Bab 51

766 167 6
                                    

Sesuatu hancur di dalam diri Fiona. Sebuah kotak ringkih berisi ketidaktahuan akan jati diri dan selipan-selipan masa lalu yang membingungkan, akhirnya pecah hanya dengan satu pengakuan mengerikan.

Walau Fiona sempat tidak terima dengan kenyataan yang sempat dianggap fitnah. Namun, dia akhirnya menerima fakta pahit akan kehidupan nyata yang naik turun bak roller coaster.

Suram. Entah kenapa sepanjang menjelajahi ingatan masa lalunya, dia tidak menemukan secercah cahaya. Semuanya bergelora dalam emosi, dendam yang mendarah daging, dan doktrin-doktrin negatif yang menjadikannya seperti sekarang. Dingin, nyaris tanpa perasaan.

Setelah meyakini apa yang menjadi masa lalunya, Fiona tidak juga merasa lega. Karena kini dia harus memilih sifat mana yang akan diadaptasinya. Fiona, manusia dengan cincin bercahaya di atas kepala yang ingin menyelamatkan sesamanya atau Natasha, manusia bertanduk dua yang membenci dunia beserta isinya.

"Fiona!" Gama memberi peringatan.

Perempuan itu menengadah. Menyaksikan gerak tergopoh yang canggung dari Gama akibat bangkit terlalu cepat. Dari jarak tidak sampai satu meter, kedua mata mereka bertemu dalam satu garis yang sama. Dan melalui pekatnya iris pria itu, dia menangkap samar bayang Karo mendekat dari belakang.

Tidak membuang waktu untuk menoleh, Fiona segera berguling ke sisi kanan saat merasakan embusan udara menerpa daun telinga kirinya.

Melihat Fiona lolos dari serangan, Gama bergegas mengembalikan keseimbangannya. Tak lama, mereka kembali terlibat dalam baku hantam.

Berbeda dengan sebelumnya, kali ini Karo bergerak bak slow motion di mata Fiona. Tidak ada gerak cepat yang membingungkan mata dan mengacaukan otak. Kecepatan yang menguntungkan Gama.
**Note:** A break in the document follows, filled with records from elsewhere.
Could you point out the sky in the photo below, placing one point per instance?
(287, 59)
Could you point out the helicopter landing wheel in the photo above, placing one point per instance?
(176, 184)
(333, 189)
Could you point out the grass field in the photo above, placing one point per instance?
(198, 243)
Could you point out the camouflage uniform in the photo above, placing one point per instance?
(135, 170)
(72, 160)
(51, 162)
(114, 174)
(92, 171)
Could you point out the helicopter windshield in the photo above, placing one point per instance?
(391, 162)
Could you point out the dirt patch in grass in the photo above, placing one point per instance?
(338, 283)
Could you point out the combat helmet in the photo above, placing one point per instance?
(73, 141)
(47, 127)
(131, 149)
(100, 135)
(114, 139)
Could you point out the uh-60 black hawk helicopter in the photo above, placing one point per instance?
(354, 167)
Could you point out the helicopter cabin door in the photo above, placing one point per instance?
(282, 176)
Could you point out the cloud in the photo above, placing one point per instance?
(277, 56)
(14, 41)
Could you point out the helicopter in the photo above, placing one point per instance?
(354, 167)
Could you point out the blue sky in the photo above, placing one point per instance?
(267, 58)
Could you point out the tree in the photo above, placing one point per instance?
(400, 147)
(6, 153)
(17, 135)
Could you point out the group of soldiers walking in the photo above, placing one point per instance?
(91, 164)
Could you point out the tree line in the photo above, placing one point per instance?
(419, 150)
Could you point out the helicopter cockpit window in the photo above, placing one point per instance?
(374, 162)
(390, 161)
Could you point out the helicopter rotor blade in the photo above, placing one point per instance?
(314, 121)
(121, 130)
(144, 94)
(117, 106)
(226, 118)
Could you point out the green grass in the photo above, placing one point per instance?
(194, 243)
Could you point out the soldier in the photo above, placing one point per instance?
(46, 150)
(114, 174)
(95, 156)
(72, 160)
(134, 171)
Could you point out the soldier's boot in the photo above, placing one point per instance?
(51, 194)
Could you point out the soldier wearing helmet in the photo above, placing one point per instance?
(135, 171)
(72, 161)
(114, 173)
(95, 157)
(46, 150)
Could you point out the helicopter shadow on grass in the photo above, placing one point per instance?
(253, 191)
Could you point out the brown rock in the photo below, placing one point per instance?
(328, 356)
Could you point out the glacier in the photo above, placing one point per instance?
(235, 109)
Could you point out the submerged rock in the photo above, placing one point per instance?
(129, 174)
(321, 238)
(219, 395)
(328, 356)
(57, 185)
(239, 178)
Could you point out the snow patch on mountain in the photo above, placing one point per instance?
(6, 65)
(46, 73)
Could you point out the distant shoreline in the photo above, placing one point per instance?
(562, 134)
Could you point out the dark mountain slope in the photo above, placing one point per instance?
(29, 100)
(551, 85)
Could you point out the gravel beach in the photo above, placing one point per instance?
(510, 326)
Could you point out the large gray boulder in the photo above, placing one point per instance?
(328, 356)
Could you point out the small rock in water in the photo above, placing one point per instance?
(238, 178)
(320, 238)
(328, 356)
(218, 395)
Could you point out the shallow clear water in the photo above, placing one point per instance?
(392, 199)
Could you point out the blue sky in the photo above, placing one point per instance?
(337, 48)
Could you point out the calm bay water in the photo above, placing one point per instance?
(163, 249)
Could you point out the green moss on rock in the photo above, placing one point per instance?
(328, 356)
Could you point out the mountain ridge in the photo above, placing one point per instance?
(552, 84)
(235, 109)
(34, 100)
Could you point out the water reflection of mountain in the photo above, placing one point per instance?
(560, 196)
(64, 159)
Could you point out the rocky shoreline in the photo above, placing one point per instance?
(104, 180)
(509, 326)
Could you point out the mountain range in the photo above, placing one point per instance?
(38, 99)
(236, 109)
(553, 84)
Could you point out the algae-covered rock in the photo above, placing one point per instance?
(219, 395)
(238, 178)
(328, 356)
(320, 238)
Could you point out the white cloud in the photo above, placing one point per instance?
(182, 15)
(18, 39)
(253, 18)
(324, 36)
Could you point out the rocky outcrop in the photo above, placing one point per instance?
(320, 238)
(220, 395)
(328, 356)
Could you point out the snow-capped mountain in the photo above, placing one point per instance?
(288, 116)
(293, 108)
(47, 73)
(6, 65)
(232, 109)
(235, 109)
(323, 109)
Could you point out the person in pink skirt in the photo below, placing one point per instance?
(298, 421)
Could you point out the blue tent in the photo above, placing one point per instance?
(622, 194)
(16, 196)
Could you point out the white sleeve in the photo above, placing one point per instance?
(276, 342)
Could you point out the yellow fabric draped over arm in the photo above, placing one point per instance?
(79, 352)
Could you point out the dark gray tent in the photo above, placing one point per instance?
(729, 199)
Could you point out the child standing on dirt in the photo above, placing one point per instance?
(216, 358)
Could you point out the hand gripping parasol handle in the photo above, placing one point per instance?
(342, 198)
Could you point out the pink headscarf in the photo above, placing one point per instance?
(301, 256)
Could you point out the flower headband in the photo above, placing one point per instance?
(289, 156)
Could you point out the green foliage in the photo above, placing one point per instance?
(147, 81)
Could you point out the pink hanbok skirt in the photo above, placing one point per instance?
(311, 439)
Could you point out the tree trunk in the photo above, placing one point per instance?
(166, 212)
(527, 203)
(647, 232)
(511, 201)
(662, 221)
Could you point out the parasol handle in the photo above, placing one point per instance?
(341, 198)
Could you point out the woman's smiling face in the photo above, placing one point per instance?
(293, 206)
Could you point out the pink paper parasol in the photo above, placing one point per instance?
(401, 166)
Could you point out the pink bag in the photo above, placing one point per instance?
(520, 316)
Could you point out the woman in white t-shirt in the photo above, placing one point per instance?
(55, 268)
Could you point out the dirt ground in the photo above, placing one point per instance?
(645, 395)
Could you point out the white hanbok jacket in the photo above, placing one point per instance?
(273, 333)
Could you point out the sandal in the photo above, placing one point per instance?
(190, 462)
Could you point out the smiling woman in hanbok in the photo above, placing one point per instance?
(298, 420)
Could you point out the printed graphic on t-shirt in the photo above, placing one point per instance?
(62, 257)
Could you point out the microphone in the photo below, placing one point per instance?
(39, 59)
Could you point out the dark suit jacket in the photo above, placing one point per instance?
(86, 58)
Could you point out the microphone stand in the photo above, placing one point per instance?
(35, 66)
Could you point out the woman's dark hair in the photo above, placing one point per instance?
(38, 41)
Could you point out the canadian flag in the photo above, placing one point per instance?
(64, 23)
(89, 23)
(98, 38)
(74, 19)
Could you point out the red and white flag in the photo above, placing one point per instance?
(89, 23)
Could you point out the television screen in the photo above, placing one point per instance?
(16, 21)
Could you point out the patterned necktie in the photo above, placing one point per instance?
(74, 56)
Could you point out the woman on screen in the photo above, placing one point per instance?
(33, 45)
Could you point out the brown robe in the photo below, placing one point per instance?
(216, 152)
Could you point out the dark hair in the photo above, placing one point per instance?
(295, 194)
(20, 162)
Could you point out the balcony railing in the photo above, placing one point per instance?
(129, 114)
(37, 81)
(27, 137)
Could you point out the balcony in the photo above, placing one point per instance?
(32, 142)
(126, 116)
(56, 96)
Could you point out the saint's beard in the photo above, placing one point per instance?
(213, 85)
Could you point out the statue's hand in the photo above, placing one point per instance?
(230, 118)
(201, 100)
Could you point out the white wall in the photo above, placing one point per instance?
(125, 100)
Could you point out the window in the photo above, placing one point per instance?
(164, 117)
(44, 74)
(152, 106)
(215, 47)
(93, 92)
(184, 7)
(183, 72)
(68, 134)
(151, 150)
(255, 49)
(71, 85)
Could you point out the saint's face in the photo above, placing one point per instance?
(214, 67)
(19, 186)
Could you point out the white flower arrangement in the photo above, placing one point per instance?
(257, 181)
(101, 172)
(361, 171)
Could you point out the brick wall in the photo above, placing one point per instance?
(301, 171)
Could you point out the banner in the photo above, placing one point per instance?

Kombinasi tendangan dan pukulan dimainkan nyaris imbang. Beberapa kali tinju Gama berhasil menyasar wajah dan area perut, memberi sedikit rasa sakit yang meningkatkan kebengisan musuh.

Kesabaran Karo terkikis semakin tipis. Dalam kekesalan itu, dia mengerahkan sisa tenaga ke kepalan tangan dan mengarahkannya ke kepala Gama. "Mati!"

Gama menahan tinjunya dengan menyilangkan kedua lengan di depan wajah. Tubuhnya terdorong ke belakang, menyeret tumpukan debu di sepanjang lantai, menahan energi kinetik yang diberikan. Saat pukulan berhasil dibendung, dia mengambil kesempatan untuk membalas dengan melambungkan lututnya ke arah perut musuh. Namun, Karo bereaksi cepat dengan melengkungkan punggungnya ke atas.

Tepat saat itu, Fiona tiba-tiba muncul di samping dan menyepakkan kakinya ke pinggang Karo. Pria itu terpelanting keras membentur lemari buku. Suara gedebuk terdengar bersamaan dengan erang kesakitan Karo.

Buku-buku berjatuhkan keras menimpa tubuh, kertas-kertas melayang lambat menyelimuti Karo. Beberapa kali pria itu berusaha berdiri, tetapi kembali ambruk. Sepertinya tubuh dia sudah remuk redam akibat semua pertarungan ini.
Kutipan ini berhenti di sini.